ADR-051: Per-Episode JSON Artifacts with Logical Union¶
- Status: Accepted
- Date: 2026-04-03
- Authors: Podcast Scraper Team
- Related RFCs: RFC-049, RFC-055, RFC-061
- Related PRDs: PRD-017, PRD-019
Context & Problem Statement¶
GIL and KG each produce structured graph data (nodes, edges, metadata) per episode. The system needs a storage model that supports per-episode reprocessing, debugging, sharding, and cross-episode queries — without requiring a global database for the default CLI path.
Decision¶
We adopt per-episode JSON artifacts with logical union:
- One JSON file per episode per layer:
*.gi.jsonfor GIL,*.kg.jsonfor KG. Files live in the episode's output directory alongside metadata, transcript, and summary artifacts. - Logical union at query time: Cross-episode views (e.g.
gi explore, viewer merge, search index) are constructed by reading and merging per-episode files. There is no pre-built global artifact. - Optional materialization: RFC-051 (Postgres projection) and RFC-061 (FAISS vector index) provide pre-built global views for scale. These are optional accelerators, not replacements for the canonical per-episode files.
Rationale¶
- Debugging: One file per episode is inspectable, diffable, and self-contained.
- Reprocessing: Re-running GIL or KG for a single episode replaces one file without touching others.
- No global state: CLI mode requires no database, no server, no coordination.
- Proven pattern: Aligns with ADR-004 (flat filesystem) and ADR-008 (database-agnostic metadata).

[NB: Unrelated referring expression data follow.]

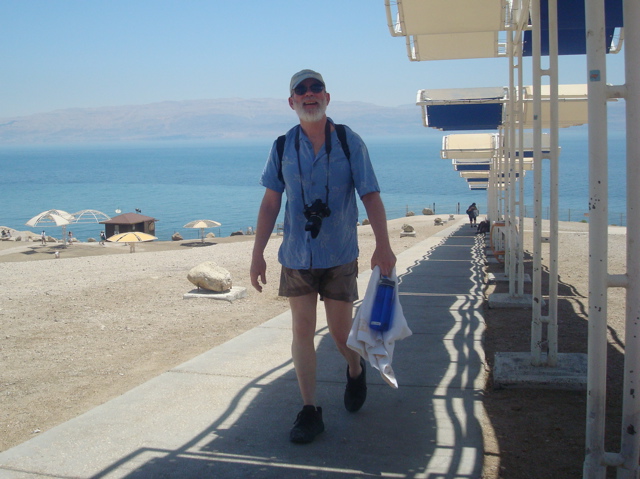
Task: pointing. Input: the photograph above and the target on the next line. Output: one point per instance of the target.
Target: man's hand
(384, 258)
(258, 270)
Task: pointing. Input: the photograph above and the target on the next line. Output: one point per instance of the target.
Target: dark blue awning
(572, 28)
(465, 117)
(472, 167)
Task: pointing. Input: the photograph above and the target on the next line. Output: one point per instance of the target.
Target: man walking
(321, 166)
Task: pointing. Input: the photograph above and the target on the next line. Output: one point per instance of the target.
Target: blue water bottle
(382, 312)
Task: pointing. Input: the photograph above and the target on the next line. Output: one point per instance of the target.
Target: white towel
(374, 346)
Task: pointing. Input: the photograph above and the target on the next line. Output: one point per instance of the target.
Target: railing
(566, 214)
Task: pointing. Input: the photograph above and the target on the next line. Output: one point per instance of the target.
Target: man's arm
(269, 209)
(383, 255)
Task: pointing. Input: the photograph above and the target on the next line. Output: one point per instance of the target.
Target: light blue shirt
(337, 243)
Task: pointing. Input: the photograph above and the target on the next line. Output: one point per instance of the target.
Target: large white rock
(210, 276)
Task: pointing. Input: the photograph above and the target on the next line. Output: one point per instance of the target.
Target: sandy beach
(82, 329)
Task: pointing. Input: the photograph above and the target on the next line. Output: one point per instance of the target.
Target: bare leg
(303, 350)
(339, 319)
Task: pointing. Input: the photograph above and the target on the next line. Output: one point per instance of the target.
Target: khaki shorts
(338, 283)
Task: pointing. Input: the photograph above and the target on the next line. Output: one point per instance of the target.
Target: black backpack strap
(280, 150)
(341, 131)
(342, 136)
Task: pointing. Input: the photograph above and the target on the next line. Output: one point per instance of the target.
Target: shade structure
(53, 217)
(90, 216)
(469, 145)
(56, 217)
(463, 109)
(415, 17)
(482, 108)
(202, 225)
(572, 106)
(455, 46)
(571, 27)
(131, 238)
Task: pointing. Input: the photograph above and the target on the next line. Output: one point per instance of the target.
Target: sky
(58, 54)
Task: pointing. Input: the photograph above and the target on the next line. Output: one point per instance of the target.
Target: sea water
(177, 182)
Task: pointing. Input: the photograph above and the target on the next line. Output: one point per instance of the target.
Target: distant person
(473, 213)
(319, 251)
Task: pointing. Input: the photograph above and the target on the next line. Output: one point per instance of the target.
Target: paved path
(227, 413)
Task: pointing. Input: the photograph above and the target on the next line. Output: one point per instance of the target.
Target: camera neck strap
(327, 147)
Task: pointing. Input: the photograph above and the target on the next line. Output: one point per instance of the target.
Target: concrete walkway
(227, 413)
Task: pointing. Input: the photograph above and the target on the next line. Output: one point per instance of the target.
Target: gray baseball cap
(303, 75)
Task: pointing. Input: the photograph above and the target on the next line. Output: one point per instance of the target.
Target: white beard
(311, 116)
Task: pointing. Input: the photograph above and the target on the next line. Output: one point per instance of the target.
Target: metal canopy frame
(555, 27)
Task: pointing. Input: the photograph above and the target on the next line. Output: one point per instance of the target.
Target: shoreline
(83, 329)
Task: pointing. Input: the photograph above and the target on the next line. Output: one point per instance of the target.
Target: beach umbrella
(201, 225)
(90, 216)
(131, 238)
(56, 217)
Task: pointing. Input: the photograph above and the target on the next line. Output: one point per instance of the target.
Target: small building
(128, 222)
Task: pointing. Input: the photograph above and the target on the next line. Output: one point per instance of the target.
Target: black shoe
(356, 392)
(307, 426)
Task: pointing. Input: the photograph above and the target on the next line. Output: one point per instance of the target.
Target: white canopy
(416, 17)
(455, 46)
(469, 145)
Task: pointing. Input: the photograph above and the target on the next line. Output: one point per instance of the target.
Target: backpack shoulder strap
(342, 136)
(280, 150)
(280, 146)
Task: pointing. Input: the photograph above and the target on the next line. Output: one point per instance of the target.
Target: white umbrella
(202, 224)
(56, 217)
(90, 216)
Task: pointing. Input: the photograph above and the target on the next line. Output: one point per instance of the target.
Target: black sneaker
(356, 392)
(307, 426)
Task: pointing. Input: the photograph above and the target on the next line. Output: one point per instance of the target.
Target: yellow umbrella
(202, 224)
(131, 238)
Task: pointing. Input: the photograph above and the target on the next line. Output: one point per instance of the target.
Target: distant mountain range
(232, 118)
(198, 120)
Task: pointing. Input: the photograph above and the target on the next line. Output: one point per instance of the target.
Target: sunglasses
(302, 89)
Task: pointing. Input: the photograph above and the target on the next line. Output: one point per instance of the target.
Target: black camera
(314, 213)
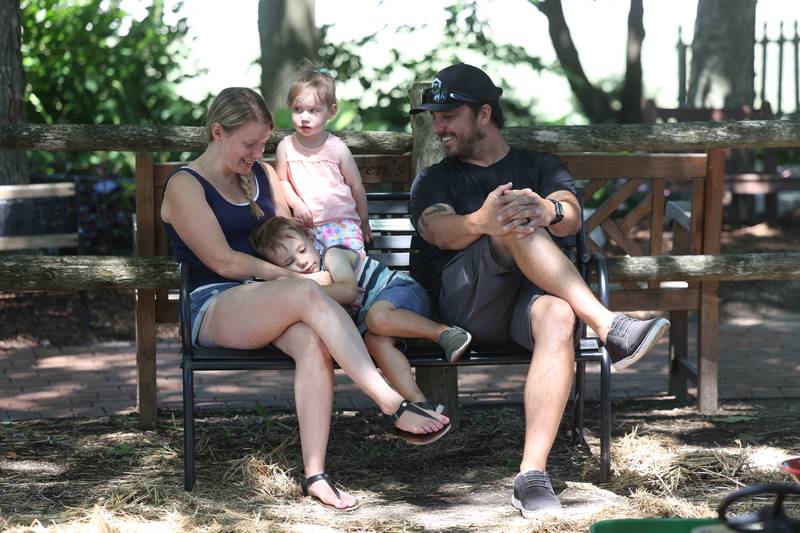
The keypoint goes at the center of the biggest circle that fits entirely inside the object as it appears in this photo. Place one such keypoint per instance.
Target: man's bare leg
(549, 380)
(546, 392)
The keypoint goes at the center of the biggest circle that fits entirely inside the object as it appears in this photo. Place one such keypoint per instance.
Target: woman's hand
(322, 278)
(366, 232)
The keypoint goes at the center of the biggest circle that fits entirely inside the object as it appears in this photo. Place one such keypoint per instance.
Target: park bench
(648, 175)
(744, 179)
(607, 156)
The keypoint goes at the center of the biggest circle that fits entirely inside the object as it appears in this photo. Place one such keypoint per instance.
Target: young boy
(389, 304)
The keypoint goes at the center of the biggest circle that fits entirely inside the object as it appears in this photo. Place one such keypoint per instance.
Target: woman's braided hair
(232, 108)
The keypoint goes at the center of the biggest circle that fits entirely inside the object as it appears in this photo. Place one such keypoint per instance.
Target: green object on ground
(651, 525)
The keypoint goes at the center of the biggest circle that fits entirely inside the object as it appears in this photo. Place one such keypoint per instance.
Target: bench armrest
(185, 314)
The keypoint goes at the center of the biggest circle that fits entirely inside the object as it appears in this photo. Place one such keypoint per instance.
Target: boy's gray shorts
(490, 301)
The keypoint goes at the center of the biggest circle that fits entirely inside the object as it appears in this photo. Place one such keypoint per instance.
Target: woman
(208, 210)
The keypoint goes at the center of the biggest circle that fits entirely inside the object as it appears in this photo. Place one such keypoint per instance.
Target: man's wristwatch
(559, 212)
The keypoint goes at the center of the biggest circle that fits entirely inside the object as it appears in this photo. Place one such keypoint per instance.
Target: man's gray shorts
(490, 301)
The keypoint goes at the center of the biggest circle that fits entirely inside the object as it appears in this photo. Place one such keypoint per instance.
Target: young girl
(320, 178)
(392, 304)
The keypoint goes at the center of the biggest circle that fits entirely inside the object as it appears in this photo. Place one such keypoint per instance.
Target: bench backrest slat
(637, 181)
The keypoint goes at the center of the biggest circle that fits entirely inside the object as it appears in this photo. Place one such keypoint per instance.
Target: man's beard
(466, 149)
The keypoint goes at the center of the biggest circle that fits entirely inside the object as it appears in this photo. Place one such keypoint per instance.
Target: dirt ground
(102, 474)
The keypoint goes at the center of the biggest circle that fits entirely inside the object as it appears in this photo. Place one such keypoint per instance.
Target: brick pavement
(757, 360)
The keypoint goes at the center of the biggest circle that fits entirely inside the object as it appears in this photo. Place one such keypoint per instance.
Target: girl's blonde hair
(232, 108)
(318, 79)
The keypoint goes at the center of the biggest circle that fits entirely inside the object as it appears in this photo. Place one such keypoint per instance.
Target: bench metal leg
(605, 417)
(188, 426)
(679, 354)
(440, 385)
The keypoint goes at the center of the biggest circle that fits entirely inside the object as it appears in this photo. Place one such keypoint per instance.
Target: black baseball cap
(458, 85)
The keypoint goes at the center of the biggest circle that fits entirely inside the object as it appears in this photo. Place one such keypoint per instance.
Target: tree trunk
(594, 102)
(289, 35)
(631, 98)
(13, 169)
(722, 68)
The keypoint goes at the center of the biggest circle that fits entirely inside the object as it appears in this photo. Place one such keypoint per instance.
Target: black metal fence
(771, 55)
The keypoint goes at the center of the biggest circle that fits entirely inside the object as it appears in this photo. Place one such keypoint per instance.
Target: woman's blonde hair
(232, 108)
(318, 79)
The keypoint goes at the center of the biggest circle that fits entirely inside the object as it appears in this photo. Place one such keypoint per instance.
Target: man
(490, 214)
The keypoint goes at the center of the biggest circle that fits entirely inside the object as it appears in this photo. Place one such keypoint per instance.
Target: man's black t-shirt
(465, 186)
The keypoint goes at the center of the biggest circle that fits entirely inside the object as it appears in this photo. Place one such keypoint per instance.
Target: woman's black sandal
(417, 439)
(430, 406)
(306, 481)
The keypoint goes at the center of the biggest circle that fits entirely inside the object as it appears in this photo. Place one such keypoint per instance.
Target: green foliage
(90, 62)
(465, 34)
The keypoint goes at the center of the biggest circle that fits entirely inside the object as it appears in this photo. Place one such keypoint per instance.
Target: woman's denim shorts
(201, 298)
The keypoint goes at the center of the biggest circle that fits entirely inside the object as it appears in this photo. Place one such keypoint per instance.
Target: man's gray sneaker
(629, 339)
(454, 341)
(533, 492)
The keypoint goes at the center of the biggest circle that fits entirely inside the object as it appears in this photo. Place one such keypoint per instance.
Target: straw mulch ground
(105, 475)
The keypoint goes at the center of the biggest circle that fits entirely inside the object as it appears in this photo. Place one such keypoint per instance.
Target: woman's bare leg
(247, 317)
(313, 396)
(383, 318)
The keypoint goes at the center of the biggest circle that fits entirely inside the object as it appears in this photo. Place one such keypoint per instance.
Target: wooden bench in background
(742, 179)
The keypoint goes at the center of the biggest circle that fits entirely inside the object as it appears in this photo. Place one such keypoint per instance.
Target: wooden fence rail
(686, 136)
(36, 272)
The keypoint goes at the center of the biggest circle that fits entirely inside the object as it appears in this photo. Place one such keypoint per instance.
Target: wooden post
(439, 384)
(145, 298)
(708, 319)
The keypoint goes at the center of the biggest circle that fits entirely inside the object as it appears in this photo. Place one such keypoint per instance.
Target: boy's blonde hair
(317, 78)
(232, 108)
(271, 234)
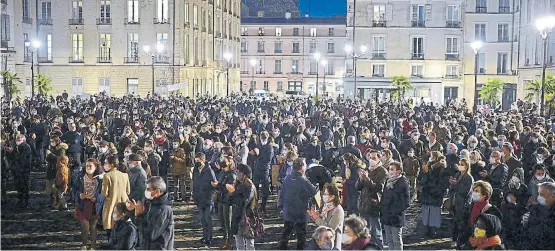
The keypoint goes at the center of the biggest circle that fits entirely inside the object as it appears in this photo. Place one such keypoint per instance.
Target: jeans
(206, 221)
(394, 237)
(376, 228)
(243, 243)
(300, 230)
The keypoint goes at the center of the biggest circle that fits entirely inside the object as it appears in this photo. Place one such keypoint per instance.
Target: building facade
(283, 50)
(94, 46)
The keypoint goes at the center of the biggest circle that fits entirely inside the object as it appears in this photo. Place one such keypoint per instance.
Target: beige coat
(115, 189)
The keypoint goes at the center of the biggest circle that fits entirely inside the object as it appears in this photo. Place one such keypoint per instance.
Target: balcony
(104, 21)
(379, 23)
(45, 21)
(27, 20)
(131, 60)
(378, 55)
(418, 23)
(161, 59)
(76, 59)
(132, 21)
(44, 59)
(104, 59)
(481, 9)
(452, 56)
(417, 56)
(161, 20)
(76, 21)
(453, 24)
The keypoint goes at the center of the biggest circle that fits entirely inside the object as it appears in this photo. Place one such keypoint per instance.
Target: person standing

- Scale path exists: RFC-051 and RFC-061 provide materialized views when file scan becomes too slow (~100+ episodes).
Alternatives Considered¶
- Global graph database (Neo4j, SQLite): Rejected for v1; adds server dependency for CLI users. Deferred to platform mode.
- Single merged JSON file: Rejected; loses per-episode reprocessing, creates merge conflicts, grows unboundedly.
- Append-only log: Rejected; harder to query, harder to debug, no random access by episode.
Consequences¶
- Positive: Simple, inspectable, no infrastructure dependency. Each layer (GIL, KG) follows the same pattern independently. Consumers can read a single file or scan all.
- Negative: Cross-episode queries require scanning all files (O(n) in episodes). Mitigated by optional materialization (RFC-051, RFC-061).
- Neutral: File naming conventions (
.gi.json,.kg.json) must be consistent across all producers and consumers.
Implementation Notes¶
- GIL:
metadata/<basename>.gi.json— produced by GIL extraction stage - KG:
metadata/<basename>.kg.json— produced by KG extraction stage - Consumers:
gi explore,gi query, viewer, search indexer all scan episode output directories to build cross-episode views - Pattern: Same co-location principle as ADR-004 (flat filesystem)